Wie viel Aussicht auf Erfolg die Klagen gegen die Grundsteuererhöhung haben werden, ist ungewiss. Das Gericht lässt eine Tendenz offen: „Es wird möglicherweise Musterverfahren geben, die auf eine mündliche Verhandlung hinauslaufen“, so Nicola Haderlein.
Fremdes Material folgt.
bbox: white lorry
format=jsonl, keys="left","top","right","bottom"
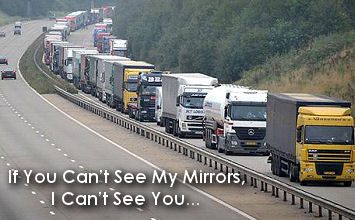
{"left": 96, "top": 56, "right": 131, "bottom": 102}
{"left": 72, "top": 49, "right": 98, "bottom": 88}
{"left": 203, "top": 84, "right": 268, "bottom": 155}
{"left": 62, "top": 46, "right": 84, "bottom": 82}
{"left": 109, "top": 39, "right": 128, "bottom": 57}
{"left": 161, "top": 73, "right": 218, "bottom": 137}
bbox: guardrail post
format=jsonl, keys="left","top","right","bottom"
{"left": 264, "top": 183, "right": 268, "bottom": 192}
{"left": 253, "top": 178, "right": 257, "bottom": 188}
{"left": 309, "top": 201, "right": 313, "bottom": 213}
{"left": 260, "top": 181, "right": 264, "bottom": 191}
{"left": 291, "top": 194, "right": 295, "bottom": 205}
{"left": 300, "top": 198, "right": 304, "bottom": 209}
{"left": 318, "top": 206, "right": 322, "bottom": 217}
{"left": 209, "top": 159, "right": 212, "bottom": 167}
{"left": 275, "top": 188, "right": 279, "bottom": 198}
{"left": 283, "top": 191, "right": 287, "bottom": 201}
{"left": 328, "top": 210, "right": 332, "bottom": 220}
{"left": 338, "top": 214, "right": 342, "bottom": 220}
{"left": 250, "top": 177, "right": 254, "bottom": 186}
{"left": 272, "top": 186, "right": 275, "bottom": 196}
{"left": 220, "top": 164, "right": 223, "bottom": 172}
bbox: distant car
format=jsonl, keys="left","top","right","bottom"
{"left": 14, "top": 29, "right": 21, "bottom": 35}
{"left": 0, "top": 56, "right": 8, "bottom": 65}
{"left": 1, "top": 69, "right": 16, "bottom": 80}
{"left": 0, "top": 31, "right": 5, "bottom": 37}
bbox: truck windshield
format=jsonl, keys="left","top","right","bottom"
{"left": 140, "top": 85, "right": 156, "bottom": 96}
{"left": 125, "top": 83, "right": 137, "bottom": 92}
{"left": 182, "top": 96, "right": 204, "bottom": 109}
{"left": 230, "top": 105, "right": 266, "bottom": 121}
{"left": 305, "top": 126, "right": 354, "bottom": 145}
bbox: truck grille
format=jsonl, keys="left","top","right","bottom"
{"left": 234, "top": 127, "right": 266, "bottom": 140}
{"left": 308, "top": 149, "right": 351, "bottom": 162}
{"left": 315, "top": 162, "right": 343, "bottom": 176}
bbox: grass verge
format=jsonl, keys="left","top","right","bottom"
{"left": 0, "top": 11, "right": 20, "bottom": 26}
{"left": 19, "top": 34, "right": 78, "bottom": 94}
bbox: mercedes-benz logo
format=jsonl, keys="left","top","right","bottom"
{"left": 248, "top": 129, "right": 255, "bottom": 136}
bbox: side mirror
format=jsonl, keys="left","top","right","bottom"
{"left": 296, "top": 129, "right": 302, "bottom": 143}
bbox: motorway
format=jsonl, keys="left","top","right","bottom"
{"left": 66, "top": 25, "right": 355, "bottom": 212}
{"left": 0, "top": 21, "right": 256, "bottom": 219}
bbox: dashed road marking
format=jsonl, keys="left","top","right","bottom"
{"left": 31, "top": 191, "right": 36, "bottom": 195}
{"left": 36, "top": 131, "right": 40, "bottom": 133}
{"left": 51, "top": 143, "right": 55, "bottom": 146}
{"left": 78, "top": 165, "right": 84, "bottom": 169}
{"left": 49, "top": 211, "right": 55, "bottom": 216}
{"left": 109, "top": 188, "right": 115, "bottom": 191}
{"left": 136, "top": 207, "right": 143, "bottom": 212}
{"left": 40, "top": 134, "right": 44, "bottom": 137}
{"left": 24, "top": 183, "right": 28, "bottom": 187}
{"left": 45, "top": 139, "right": 50, "bottom": 142}
{"left": 40, "top": 200, "right": 45, "bottom": 204}
{"left": 70, "top": 159, "right": 75, "bottom": 163}
{"left": 0, "top": 156, "right": 4, "bottom": 159}
{"left": 63, "top": 154, "right": 68, "bottom": 157}
{"left": 6, "top": 163, "right": 10, "bottom": 167}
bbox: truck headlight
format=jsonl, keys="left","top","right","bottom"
{"left": 187, "top": 115, "right": 193, "bottom": 120}
{"left": 231, "top": 141, "right": 238, "bottom": 146}
{"left": 304, "top": 168, "right": 313, "bottom": 172}
{"left": 141, "top": 110, "right": 147, "bottom": 113}
{"left": 182, "top": 123, "right": 187, "bottom": 129}
{"left": 346, "top": 169, "right": 354, "bottom": 173}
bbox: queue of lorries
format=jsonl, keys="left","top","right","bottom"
{"left": 42, "top": 11, "right": 355, "bottom": 187}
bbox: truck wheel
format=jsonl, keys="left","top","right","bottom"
{"left": 159, "top": 118, "right": 164, "bottom": 127}
{"left": 289, "top": 163, "right": 298, "bottom": 182}
{"left": 217, "top": 144, "right": 224, "bottom": 153}
{"left": 178, "top": 127, "right": 185, "bottom": 138}
{"left": 300, "top": 180, "right": 308, "bottom": 186}
{"left": 343, "top": 181, "right": 352, "bottom": 187}
{"left": 121, "top": 103, "right": 125, "bottom": 114}
{"left": 172, "top": 121, "right": 178, "bottom": 136}
{"left": 271, "top": 156, "right": 276, "bottom": 175}
{"left": 225, "top": 150, "right": 232, "bottom": 155}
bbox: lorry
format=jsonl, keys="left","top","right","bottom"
{"left": 50, "top": 42, "right": 69, "bottom": 74}
{"left": 127, "top": 71, "right": 163, "bottom": 121}
{"left": 101, "top": 36, "right": 116, "bottom": 53}
{"left": 95, "top": 56, "right": 131, "bottom": 102}
{"left": 266, "top": 93, "right": 354, "bottom": 186}
{"left": 203, "top": 85, "right": 268, "bottom": 155}
{"left": 110, "top": 39, "right": 128, "bottom": 57}
{"left": 104, "top": 60, "right": 154, "bottom": 113}
{"left": 72, "top": 49, "right": 98, "bottom": 89}
{"left": 14, "top": 22, "right": 21, "bottom": 35}
{"left": 96, "top": 32, "right": 111, "bottom": 52}
{"left": 61, "top": 46, "right": 85, "bottom": 82}
{"left": 155, "top": 87, "right": 163, "bottom": 126}
{"left": 161, "top": 73, "right": 218, "bottom": 137}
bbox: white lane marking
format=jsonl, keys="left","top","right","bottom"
{"left": 28, "top": 123, "right": 31, "bottom": 126}
{"left": 31, "top": 127, "right": 35, "bottom": 129}
{"left": 36, "top": 131, "right": 39, "bottom": 133}
{"left": 63, "top": 154, "right": 68, "bottom": 157}
{"left": 24, "top": 183, "right": 28, "bottom": 187}
{"left": 70, "top": 159, "right": 75, "bottom": 163}
{"left": 136, "top": 207, "right": 143, "bottom": 212}
{"left": 49, "top": 211, "right": 55, "bottom": 216}
{"left": 51, "top": 143, "right": 55, "bottom": 146}
{"left": 40, "top": 200, "right": 45, "bottom": 204}
{"left": 20, "top": 117, "right": 24, "bottom": 120}
{"left": 45, "top": 139, "right": 50, "bottom": 142}
{"left": 40, "top": 134, "right": 44, "bottom": 137}
{"left": 14, "top": 111, "right": 18, "bottom": 114}
{"left": 109, "top": 188, "right": 115, "bottom": 191}
{"left": 17, "top": 114, "right": 21, "bottom": 117}
{"left": 0, "top": 156, "right": 4, "bottom": 159}
{"left": 57, "top": 148, "right": 62, "bottom": 152}
{"left": 6, "top": 163, "right": 10, "bottom": 167}
{"left": 24, "top": 120, "right": 27, "bottom": 123}
{"left": 31, "top": 191, "right": 36, "bottom": 195}
{"left": 17, "top": 57, "right": 256, "bottom": 220}
{"left": 78, "top": 165, "right": 84, "bottom": 169}
{"left": 150, "top": 218, "right": 157, "bottom": 220}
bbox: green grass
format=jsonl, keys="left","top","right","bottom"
{"left": 19, "top": 34, "right": 78, "bottom": 94}
{"left": 236, "top": 30, "right": 355, "bottom": 116}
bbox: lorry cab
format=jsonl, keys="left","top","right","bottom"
{"left": 267, "top": 93, "right": 354, "bottom": 186}
{"left": 296, "top": 107, "right": 354, "bottom": 184}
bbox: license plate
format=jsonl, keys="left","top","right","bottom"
{"left": 324, "top": 171, "right": 335, "bottom": 175}
{"left": 246, "top": 141, "right": 257, "bottom": 146}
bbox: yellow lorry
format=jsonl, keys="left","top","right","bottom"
{"left": 105, "top": 60, "right": 155, "bottom": 113}
{"left": 267, "top": 93, "right": 354, "bottom": 186}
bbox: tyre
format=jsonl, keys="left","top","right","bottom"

Kämmerer Mendack verweist auf Gleichbehandlung im Steuer- und Abgabenrecht, was für jeden Bürger gilt. Dennoch gibt es viele Fälle, in denen die Zahlung der Steuer zunächst ausbleibt. Anfang des Jahres wurden der Stadt rund 363.000 Euro an Grundsteuern aus 2163 Haushalten nicht überwiesen. Was selbst den Kämmerer wunderte: 2018 waren es mit rund 380.000 Euro aus 2625 Haushalten noch mehr – ohne Grundsteuerdebatte. „Das zeigt, dass den Bürgern ihre Zahlungspflicht bekannt ist“, deutet Mendack die Zahlen. In den vergangenen Jahren habe zudem noch nie ein Steuerverweigerer Erfolg gehabt. Die Stadt verschickt Mahnungen bei ausbleibender Zahlung.

Konto- und Lohnpfändungen in Einzelfällen

Nach der ersten Welle blieben Ende März dieses Jahres so noch rund 144.00 Euro aus 604 Haushalten offen. Mitte April wurden daraufhin Bescheide zur Zwangsvollstreckung verschickt. In einem Schreiben, das dieser Redaktion vorliegt, droht die Stadt mit Pfändungen, dem Kontoabruf und in letzter Instanz gar mit Zwangsversteigerung.

„Die Vollstreckung hat das Ziel, eine vernünftige Lösung zu finden. Die Stadt verzichtet nicht auf öffentliche Gelder, die ihr zustehen“, betont Mendack. In Einzelfällen habe es Pfändungen gegeben, dies seien Konto- oder Lohnpfändungen. „Sachpfändungen hat es in den vergangenen Jahren nicht gegeben, sie müssen in Relation zur Forderung stehen“, erklärt Mendack. Zudem würden Personalkosten sowie fehlende Lagerungsmöglichkeiten Sachpfändungen verhindern. In der Regel führen diese Eintreibemaßnahmen zum Erfolg. „Ob alle, die ihre Steuer nicht gezahlt haben, Gegner der Erhöhung sind, ist zu bezweifeln, da dies jedes Jahr der Fall ist. Es wird aber vermutlich Überschneidungen geben“, schätzt Mendack.

>> EINWOHNERVERSAMMLUNG AM 7. MAI

Die Erhöhung der Grundsteuer von 640 auf 890 Prozentpunkte hat bei den Bürgern für viel Unverständnis gesorgt. Die Stadt hat daher eine Einwohnerversammlung für Dienstag, 7. Mai, einberufen. Sie läuft von 18 bis 20 Uhr in der Aula der Realschule Stadtmitte (Oberstraße 92-94). 200 Plätze gibt es, 80 Anmeldungen sind bei der Stadt eingegangen. Eine Anmeldung wird empfohlen, Restplätze kann es vor Ort geben. Kämmerer Frank Mendack präsentiert Zahlen. Vertreter jeder Ratsfraktion nehmen Stellung, danach startet eine Diskussion.

Die Einwohnerversammlung am Dienstag, 7. Mai, wird von der Stadt live übertragen. Dafür hat die Verwaltung die Technik vor Ort überprüft. Die Übertragung, die über ein Handy auf einem Stativ gewährleistet wird, ist über die Webseite der Stadt (www.muelmeim-ruhr.de) direkt auf der Startseite abrufbar.

In der Aula der Realschule Stadtmitte finden 200 Bürger Platz. Vorne stehen Fraktionsmitglieder. Stadtsprecher Volker Wiebels moderiert.